Clinton's Democratic supporters on the Congressional panel probing the attack and its political aftermath denounced their colleagues' response, and the State Department said it provides few new facts about the September 2012 tragedy not already covered by multiple former investigations.

But there is some material in the report that will feed the narrative of those who believe the US administration was too slow to react to mounting danger in Libya and too quick to blame unconnected protests about a US-made video.

This in turn will further raise the temperature in an already bitter campaign to succeed US President Barack Obama in the White House - a campaign in which Clinton herself is now the Democratic frontrunner and leading the Republican billionaire Trump in opinion polls.

Republican Congressman Trey Gowdy, who chaired the select committee set up to probe the attack, released the report with a tribute to the four Americans who died: Ambassador Chris Stevens, State Department officer Sean Smith and CIA security contractors Glen Doherty and Tyrone Woods.

"Now, I simply ask the American people to read this report for themselves, look at the evidence we have collected, and reach their own conclusions," he said.

Some of Gowdy's Republican colleagues had some ideas about what voters' conclusions should be.

"We expect our government to make every effort to save the lives of Americans who serve in harm's way. That did not happen in Benghazi," said Congressman Mike Pompeo.

"Politics were put ahead of the lives of Americans, and while the administration had made excuses and blamed the challenges posed by time and distance, the truth is that they did not try."

Such rhetoric did not impress Clinton's camp, who noted that the Democratic members of the committee had shunned the report and accused the Republicans of stirring controversy for purely political ends.

"Far from honouring the four brave Americans who died, the Benghazi Committee has been a partisan sham since its start," Clinton campaign press secretary Brian Fallon wrote in a tweet.

In its initial response, the State Department also paid tribute to the four slain Americans.

Spokesman Mark Toner said: "We honour them by working every day to internalise the lessons of Benghazi."

"The essential facts surrounding the 2012 attacks in Benghazi have been known for some time," Toner added, citing two independent government reviews and seven previous Congressional committees.

The reports' authors highlighted details that, while not proving the widespread conspiracy theory that Obama's White House or Clinton's State Department delayed a possible rescue, do support the view that political considerations were in play from an early stage.

The attack by organised Libyan Islamist extremists on Stevens' exposed US compound in the eastern city came as Obama was engaged in a tough re-election battle against Republican challenger Mitt Romney.

In the days immediately after the shocking assault, which happened on the 11th anniversary of the Sept 11, 2001 attacks, some US officials wrongly claimed it had sprung out of a protest against an anti-Muslim YouTube video.

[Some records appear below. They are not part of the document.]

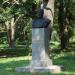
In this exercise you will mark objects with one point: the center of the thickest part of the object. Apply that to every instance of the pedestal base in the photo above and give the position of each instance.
(51, 69)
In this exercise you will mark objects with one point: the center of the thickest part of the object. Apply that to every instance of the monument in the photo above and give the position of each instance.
(40, 46)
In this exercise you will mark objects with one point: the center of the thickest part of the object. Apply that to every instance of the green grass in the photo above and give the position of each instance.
(8, 65)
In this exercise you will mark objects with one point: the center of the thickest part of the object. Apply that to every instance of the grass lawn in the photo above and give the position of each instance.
(8, 65)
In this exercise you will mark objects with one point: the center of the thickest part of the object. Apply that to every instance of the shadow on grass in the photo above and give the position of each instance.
(67, 61)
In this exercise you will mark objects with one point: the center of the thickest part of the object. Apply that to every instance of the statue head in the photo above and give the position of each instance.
(40, 13)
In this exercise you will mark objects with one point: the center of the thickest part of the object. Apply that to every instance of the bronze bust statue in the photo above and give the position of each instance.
(40, 22)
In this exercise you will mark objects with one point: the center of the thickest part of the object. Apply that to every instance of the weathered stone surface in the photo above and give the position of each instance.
(40, 59)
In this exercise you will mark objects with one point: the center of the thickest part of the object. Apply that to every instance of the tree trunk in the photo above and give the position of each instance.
(63, 25)
(48, 6)
(10, 32)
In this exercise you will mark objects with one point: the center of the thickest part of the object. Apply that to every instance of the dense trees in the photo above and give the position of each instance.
(16, 19)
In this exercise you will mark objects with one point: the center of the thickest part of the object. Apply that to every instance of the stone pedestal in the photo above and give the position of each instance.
(40, 59)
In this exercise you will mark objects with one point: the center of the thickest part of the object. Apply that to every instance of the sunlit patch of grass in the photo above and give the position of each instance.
(8, 65)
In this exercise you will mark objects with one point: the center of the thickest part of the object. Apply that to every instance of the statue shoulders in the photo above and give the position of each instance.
(40, 23)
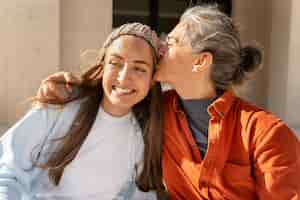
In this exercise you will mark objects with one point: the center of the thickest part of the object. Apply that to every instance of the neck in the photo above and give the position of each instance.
(196, 90)
(113, 110)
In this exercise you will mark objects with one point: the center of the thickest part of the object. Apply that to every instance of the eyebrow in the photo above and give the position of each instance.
(169, 37)
(135, 61)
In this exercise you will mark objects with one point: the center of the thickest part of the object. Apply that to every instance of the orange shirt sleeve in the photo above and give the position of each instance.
(276, 157)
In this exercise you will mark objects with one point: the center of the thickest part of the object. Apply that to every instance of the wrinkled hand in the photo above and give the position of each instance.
(57, 86)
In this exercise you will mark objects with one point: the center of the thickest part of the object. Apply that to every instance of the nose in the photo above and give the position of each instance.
(163, 48)
(124, 74)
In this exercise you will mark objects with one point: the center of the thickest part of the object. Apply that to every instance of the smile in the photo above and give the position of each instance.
(122, 91)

The Republican report provides evidence that many within the administration knew early on that it had in fact been a planned "terrorist attack," even as others were painting it as an isolated response to a specific provocation.

The report lays out an account of a White House meeting held when Stevens was already missing and the fighting still underway in which officials agreed "action items" related to the YouTube video.

It also describes, citing testimony from participants, how an elite Marine team based in Spain changed in and out of its uniforms four times while waiting to deploy, while officials mulled whether US insignia would offend Libyans.

Previous reports have concluded that no US units could have deployed in time to save the diplomats or the CIA team posted nearby.